Review Guidance for Master Services Agreement (Customer)¶
This document is intended to provide a practical, non-binding checklist for reviewing and negotiating a customer-provided Master Services Agreement (MSA).
It is not part of any agreement. It does not modify any agreement, create obligations, or grant rights. It is operational guidance only.
1. How to use this guidance¶
- Goal. Triage customer paper quickly, identify negotiation hotspots, and protect Alescent's minimum viable contracting posture.
- Method. Review clause families in the order below and classify each as: Critical, Essential, Important, or Preferred.
- Escalation. If a Critical item cannot be resolved within acceptable range, escalate before signature.
2. Priority tiers¶
- Critical. Must be addressed to avoid disproportionate legal/financial exposure.
- Essential. Strongly preferred; exceptions require explicit acceptance and mitigation.
- Important. Material, but flexible within bounds.
- Preferred. Nice-to-have; negotiate opportunistically.
3. Checklist by clause family¶
3.1 Definitions, structure, and order of precedence (Essential)¶
- Ensure SOW precedence is clear.
- Ensure a later SOW can override the MSA only as explicitly stated.
- Confirm no hidden incorporation by reference to documents you have not reviewed.
3.2 Confidentiality and non-disclosure (Critical)¶
- Confirm confidentiality scope is reasonable and workable.
- Confirm confidentiality term is not perpetual for ordinary confidential information.

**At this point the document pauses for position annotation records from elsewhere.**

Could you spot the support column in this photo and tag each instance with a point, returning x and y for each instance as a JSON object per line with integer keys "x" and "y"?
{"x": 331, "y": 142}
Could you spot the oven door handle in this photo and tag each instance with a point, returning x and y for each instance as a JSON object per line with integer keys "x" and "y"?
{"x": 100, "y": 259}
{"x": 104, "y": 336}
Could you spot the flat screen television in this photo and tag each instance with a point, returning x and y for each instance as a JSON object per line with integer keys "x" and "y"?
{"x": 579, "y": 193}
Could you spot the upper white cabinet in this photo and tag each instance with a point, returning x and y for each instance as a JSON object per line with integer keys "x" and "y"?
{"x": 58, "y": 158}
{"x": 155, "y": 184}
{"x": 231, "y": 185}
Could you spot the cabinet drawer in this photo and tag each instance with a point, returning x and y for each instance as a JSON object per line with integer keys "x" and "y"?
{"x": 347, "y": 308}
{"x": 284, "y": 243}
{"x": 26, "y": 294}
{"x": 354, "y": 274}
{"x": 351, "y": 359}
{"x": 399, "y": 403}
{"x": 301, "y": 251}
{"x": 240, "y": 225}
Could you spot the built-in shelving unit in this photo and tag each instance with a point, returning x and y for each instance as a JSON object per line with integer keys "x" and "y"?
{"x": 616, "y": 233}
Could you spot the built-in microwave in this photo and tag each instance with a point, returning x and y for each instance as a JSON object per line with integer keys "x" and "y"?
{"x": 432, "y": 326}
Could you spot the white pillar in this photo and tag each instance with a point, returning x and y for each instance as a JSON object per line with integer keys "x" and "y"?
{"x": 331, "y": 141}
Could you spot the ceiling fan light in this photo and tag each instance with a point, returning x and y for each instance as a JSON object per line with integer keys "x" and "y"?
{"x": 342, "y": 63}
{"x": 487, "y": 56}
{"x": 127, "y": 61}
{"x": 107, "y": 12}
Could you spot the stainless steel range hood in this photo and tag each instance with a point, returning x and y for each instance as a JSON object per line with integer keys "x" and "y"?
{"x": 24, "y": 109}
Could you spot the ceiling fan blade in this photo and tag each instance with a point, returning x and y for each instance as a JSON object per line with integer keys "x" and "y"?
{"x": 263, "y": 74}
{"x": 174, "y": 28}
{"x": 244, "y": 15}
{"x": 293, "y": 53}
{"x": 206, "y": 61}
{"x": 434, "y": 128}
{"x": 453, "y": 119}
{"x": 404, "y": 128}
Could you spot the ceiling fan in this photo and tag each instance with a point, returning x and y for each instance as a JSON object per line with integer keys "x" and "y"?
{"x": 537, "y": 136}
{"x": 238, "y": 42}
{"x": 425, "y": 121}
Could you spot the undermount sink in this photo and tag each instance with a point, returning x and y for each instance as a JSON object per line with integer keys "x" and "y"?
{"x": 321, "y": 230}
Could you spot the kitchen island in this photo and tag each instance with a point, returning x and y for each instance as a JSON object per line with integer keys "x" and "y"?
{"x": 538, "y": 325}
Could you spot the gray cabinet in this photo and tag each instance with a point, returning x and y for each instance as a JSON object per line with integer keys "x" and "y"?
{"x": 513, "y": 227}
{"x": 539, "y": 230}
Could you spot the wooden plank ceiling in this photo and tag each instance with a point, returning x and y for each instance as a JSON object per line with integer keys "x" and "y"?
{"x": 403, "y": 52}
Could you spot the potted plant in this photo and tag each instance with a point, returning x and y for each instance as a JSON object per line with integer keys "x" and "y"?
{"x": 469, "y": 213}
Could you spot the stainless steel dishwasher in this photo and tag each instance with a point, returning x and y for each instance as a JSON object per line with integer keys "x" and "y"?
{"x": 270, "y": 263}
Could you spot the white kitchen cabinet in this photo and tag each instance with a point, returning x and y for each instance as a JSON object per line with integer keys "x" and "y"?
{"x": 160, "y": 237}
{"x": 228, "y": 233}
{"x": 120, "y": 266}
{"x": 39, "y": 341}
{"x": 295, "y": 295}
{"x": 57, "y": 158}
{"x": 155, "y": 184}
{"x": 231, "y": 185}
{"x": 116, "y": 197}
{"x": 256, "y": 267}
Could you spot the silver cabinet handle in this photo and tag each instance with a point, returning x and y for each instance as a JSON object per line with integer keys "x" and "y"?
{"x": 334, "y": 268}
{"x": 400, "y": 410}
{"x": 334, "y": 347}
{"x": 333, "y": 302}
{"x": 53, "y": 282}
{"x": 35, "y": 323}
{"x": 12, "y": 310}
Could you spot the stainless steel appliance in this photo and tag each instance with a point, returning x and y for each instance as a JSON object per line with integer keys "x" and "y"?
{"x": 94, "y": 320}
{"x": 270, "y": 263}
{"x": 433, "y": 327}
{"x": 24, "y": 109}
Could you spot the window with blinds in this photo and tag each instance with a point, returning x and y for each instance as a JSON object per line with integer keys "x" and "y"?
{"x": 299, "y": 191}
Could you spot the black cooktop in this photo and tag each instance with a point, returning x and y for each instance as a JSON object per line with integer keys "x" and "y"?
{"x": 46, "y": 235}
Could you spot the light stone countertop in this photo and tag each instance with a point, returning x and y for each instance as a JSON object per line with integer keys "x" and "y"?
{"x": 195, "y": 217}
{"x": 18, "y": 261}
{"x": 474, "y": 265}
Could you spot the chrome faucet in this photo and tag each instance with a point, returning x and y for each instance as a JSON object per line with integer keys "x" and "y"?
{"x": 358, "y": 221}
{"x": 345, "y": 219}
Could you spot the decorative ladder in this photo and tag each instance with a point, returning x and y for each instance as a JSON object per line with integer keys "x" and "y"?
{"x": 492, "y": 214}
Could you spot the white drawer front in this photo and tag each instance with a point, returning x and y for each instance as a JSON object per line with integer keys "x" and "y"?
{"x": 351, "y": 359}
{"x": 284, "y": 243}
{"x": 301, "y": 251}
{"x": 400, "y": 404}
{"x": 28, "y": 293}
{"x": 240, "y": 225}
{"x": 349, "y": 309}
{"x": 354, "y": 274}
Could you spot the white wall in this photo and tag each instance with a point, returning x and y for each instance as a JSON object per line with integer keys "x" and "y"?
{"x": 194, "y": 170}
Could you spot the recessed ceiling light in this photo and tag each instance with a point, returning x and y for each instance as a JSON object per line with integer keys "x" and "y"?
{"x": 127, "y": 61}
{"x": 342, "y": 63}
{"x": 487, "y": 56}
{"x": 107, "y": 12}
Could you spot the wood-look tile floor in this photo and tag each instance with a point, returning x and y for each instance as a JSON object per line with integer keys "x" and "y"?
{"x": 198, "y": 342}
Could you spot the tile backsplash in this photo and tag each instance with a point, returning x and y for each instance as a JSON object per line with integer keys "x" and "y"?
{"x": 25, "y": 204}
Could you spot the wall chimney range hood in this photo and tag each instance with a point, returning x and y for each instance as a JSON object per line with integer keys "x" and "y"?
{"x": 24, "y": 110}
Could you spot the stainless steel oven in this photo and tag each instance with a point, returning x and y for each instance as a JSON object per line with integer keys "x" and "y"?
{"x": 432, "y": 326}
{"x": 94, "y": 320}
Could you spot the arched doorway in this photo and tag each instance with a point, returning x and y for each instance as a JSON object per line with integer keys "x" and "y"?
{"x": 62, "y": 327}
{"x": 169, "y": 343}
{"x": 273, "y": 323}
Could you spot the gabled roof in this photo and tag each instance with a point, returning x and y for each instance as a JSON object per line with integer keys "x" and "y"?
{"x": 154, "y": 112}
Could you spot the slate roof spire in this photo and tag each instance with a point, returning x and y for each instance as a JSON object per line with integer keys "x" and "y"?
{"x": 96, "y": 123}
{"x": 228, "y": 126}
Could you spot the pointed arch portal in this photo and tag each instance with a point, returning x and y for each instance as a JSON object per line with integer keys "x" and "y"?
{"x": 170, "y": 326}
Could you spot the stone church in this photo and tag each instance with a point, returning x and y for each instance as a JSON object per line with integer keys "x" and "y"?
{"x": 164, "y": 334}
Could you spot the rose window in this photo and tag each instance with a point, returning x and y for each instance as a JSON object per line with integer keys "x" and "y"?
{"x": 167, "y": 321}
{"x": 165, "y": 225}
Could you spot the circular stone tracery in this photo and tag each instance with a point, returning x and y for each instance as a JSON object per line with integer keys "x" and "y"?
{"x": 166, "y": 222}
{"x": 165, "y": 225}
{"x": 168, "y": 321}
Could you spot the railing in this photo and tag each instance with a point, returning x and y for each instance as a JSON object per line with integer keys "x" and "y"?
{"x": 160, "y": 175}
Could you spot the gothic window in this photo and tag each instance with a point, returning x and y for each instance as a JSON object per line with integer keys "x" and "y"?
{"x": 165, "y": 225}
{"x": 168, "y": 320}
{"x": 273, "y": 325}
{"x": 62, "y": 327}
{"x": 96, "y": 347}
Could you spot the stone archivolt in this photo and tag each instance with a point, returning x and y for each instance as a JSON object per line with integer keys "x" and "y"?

- Confirm trade secrets receive appropriate protection.
- Confirm compelled disclosure clause exists.
- Confirm confidentiality obligations can flow down to subcontractors reasonably.
3.3 Data protection, security, audit, and privacy (Critical)¶
- Confirm obligations match what Alescent can actually perform.
- Avoid unlimited audit rights, on-site audits, or excessive frequency.
- Confirm security obligations are bounded to what is in scope.
- Confirm breach notification timelines are realistic.
3.4 Intellectual property, work product, and background IP (Critical)¶
- Protect Alescent Background IP (methods, frameworks, patterns, tools, templates).
- Avoid language that assigns all work product, tools, or know-how to the customer.
- Ensure licenses are limited to the customer's internal use (unless otherwise intended).
3.5 Acceptance and change control (Essential)¶
- Ensure acceptance is time-bounded.
- Ensure rejection requires a single, comprehensive deficiency list.
- Ensure change control exists for scope changes.
3.6 Fees, invoicing, taxes, and payment terms (Critical)¶
- Avoid pay-when-paid / contingent payment unless explicitly intended.
- Avoid broad unilateral setoff rights.
- Ensure invoicing cadence and payment terms are workable.
3.7 Termination and effect of termination (Critical)¶
- Prefer no-fault termination with notice.
- Ensure payment for work performed and committed costs.
- Ensure survival clauses are sensible (confidentiality, IP, liability, etc.).
3.8 Warranties and disclaimers (Important)¶
- Avoid broad warranties inconsistent with advisory services.
- Ensure disclaimers are not prohibited outright.
3.9 Indemnities (Critical)¶
- Avoid broad indemnities unrelated to IP infringement or willful misconduct.
- Avoid indemnifying the customer for the customer's own negligence.
3.10 Limitation of liability (Critical)¶
- Ensure there is a cap.
- Avoid carve-outs that swallow the cap.
- Prefer consequential damages exclusion.
3.11 Subcontractors and personnel (Essential)¶
- Preserve the right to use subcontractors.
- Ensure flow-down obligations are manageable.
3.12 Publicity and branding (Preferred)¶
- Mutual consent for naming/logo use.
3.13 Dispute resolution and venue (Important)¶
- Ensure dispute mechanism is workable.
- Avoid one-sided remedies.
3.14 Miscellaneous (Important/Preferred)¶
- Assignment, force majeure, notices, counterparts.
4. Output artifact¶
When review is complete, produce:
- A short summary of redline hotspots and risk tiering.
- A list of Critical items accepted, rejected, or pending.
- Any mitigations (insurance, caps, scope limitations) tied to exceptions.